Muchos policías de la escala básica en aquellos años se sentían 'carne de cañón'. «Y en el caso nuestro más porque se podía haber evitado el atentado. En los 'papeles de Sokoa' (una de las redadas más importantes de la historia de la banda terrorista) aparecía el plan de un atentado de estas características antes de un partido de fútbol a finales de aquel año». Y Miguel va más allá y detalla más medidas de autoprotección que solicitaron a sus mandos y que les negaron: «En vez de ir en furgonetas de patrulla desde San Sebastián a Eibar, propusimos trasladarnos de paisano en nuestros propios coches hasta la comisaría de la localidad y allí cambiarnos e ir al estadio». Pero hubo más: «En el cuartel de San Sebastián había tres o cuatro vehículos que disponían de inhibidores de frecuencias, que se usaban para los servicios fijos.
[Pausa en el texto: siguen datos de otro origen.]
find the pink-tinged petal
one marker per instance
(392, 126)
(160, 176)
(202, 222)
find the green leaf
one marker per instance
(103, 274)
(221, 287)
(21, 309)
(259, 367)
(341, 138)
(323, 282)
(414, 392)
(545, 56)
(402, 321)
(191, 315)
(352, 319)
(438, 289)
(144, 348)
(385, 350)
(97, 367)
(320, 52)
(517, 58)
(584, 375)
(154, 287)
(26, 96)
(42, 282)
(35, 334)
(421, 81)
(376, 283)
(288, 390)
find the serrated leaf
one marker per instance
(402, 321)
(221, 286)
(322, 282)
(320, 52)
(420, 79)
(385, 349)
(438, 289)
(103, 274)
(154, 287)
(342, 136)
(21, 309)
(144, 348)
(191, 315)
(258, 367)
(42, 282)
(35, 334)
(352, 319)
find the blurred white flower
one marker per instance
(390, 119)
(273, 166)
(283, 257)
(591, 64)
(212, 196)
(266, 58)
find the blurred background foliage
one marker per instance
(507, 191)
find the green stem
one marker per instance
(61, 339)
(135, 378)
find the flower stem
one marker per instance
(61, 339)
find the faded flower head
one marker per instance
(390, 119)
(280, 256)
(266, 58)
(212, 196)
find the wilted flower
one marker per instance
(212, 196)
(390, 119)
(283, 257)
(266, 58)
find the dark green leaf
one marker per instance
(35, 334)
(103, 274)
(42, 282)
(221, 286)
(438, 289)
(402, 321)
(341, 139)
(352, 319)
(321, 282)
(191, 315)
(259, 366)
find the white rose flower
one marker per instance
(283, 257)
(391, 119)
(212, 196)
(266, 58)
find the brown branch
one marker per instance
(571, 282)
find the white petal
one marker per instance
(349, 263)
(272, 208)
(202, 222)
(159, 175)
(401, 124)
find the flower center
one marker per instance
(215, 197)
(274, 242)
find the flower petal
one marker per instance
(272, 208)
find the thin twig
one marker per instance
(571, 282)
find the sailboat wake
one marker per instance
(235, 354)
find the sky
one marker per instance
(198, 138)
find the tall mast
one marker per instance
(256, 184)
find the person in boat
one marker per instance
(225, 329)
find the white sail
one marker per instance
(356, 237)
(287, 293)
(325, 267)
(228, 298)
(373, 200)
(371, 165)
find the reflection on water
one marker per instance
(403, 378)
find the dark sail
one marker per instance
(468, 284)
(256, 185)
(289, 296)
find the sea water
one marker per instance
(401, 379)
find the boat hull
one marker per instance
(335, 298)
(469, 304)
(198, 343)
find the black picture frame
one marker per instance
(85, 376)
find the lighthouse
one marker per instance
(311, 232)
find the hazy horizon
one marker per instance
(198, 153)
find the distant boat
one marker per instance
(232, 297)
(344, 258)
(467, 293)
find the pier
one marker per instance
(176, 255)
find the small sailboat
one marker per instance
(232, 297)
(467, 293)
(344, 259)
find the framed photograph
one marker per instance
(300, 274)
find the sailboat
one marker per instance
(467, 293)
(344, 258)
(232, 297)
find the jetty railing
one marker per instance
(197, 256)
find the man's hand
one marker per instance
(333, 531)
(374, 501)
Ese mismo día, vi aparcado uno que tenía inhibidor y lo cogí. Me monté en el coche y al momento salió un capitán gritándome: '¡Dónde vas con ese vehículo; ése no se mueve de aquí que lo necesitamos para el relevo de la cárcel!', me espetó con la vena del cuello hinchada. Yo traté de explicarle que ese servicio era a las nueve y media de la noche y que nosotros íbamos al llegar del partido mucho antes. No atendió a mis razones y nos tuvimos que ir con las furgonas en las que nos cazaron un rato más tarde. Si hubiéramos llevado los vehículos con ese sistema mi compañero no hubiera muerto. Ésa es la realidad. Por lo visto era muy caro poner dicho aparato en todos los coches».

Como un ermitaño

Cuenta Miguel que después del atentado estuvo más o menos un año casi «como si no me hubiera pasado nada». Permanecía de baja porque le operaron tres veces de la mano derecha, le trasplantaron la córnea y sufrió la intervención de la mandíbula. Algunos días iba al cuartel a charlar con sus compañeros, a tomar un café o sencillamente a jugar una partida de cartas. Sin embargo, «después comencé a sentirme psicológicamente muy mal, a darle vueltas de la cabeza. Salía de casa y desaparecía porque estaba dos o tres días por ahí perdido, por los montes o por los campos. Mi mujer ha sufrido mucho. Tenía que llamar a mis compañeros de la policía para que fueran a buscarme. No sabía nada de mí. Me propusieron ir a un psiquiatra pero yo no quería, hasta que me convencieron... Cuando le conté lo que me pasaba me dijo que era normal que un episodio tan fuerte como el que había sufrido tuviera sus consecuencias psicológicas. 'A ti te ha salido ahora, pero más tarde o más temprano tenía que aflorar por algún sitio'. Me explicó. Comenzamos con un tratamiento y empezamos a hablar de lo que me había pasado. En casa no lo hacía porque sentía el atentado como una consecuencia de mi trabajo. Más o menos nos iba tocando a casi todos y no quería hablarlo con nadie. Pero no era tan fácil superarlo; llegó un momento que no podía salir a un sitio donde hubiera mucha gente, no podía ni pasear por El Espolón. Quería irme de ermitaño y no saber nada del mundo. Cuando me entró el bajón viví los peores años de mi vida. Mucho más que el atentado. Estoy convencido de que si no hubiera sido por mi mujer y mi hijo estaría desaparecido. Ellos me salvaron la vida».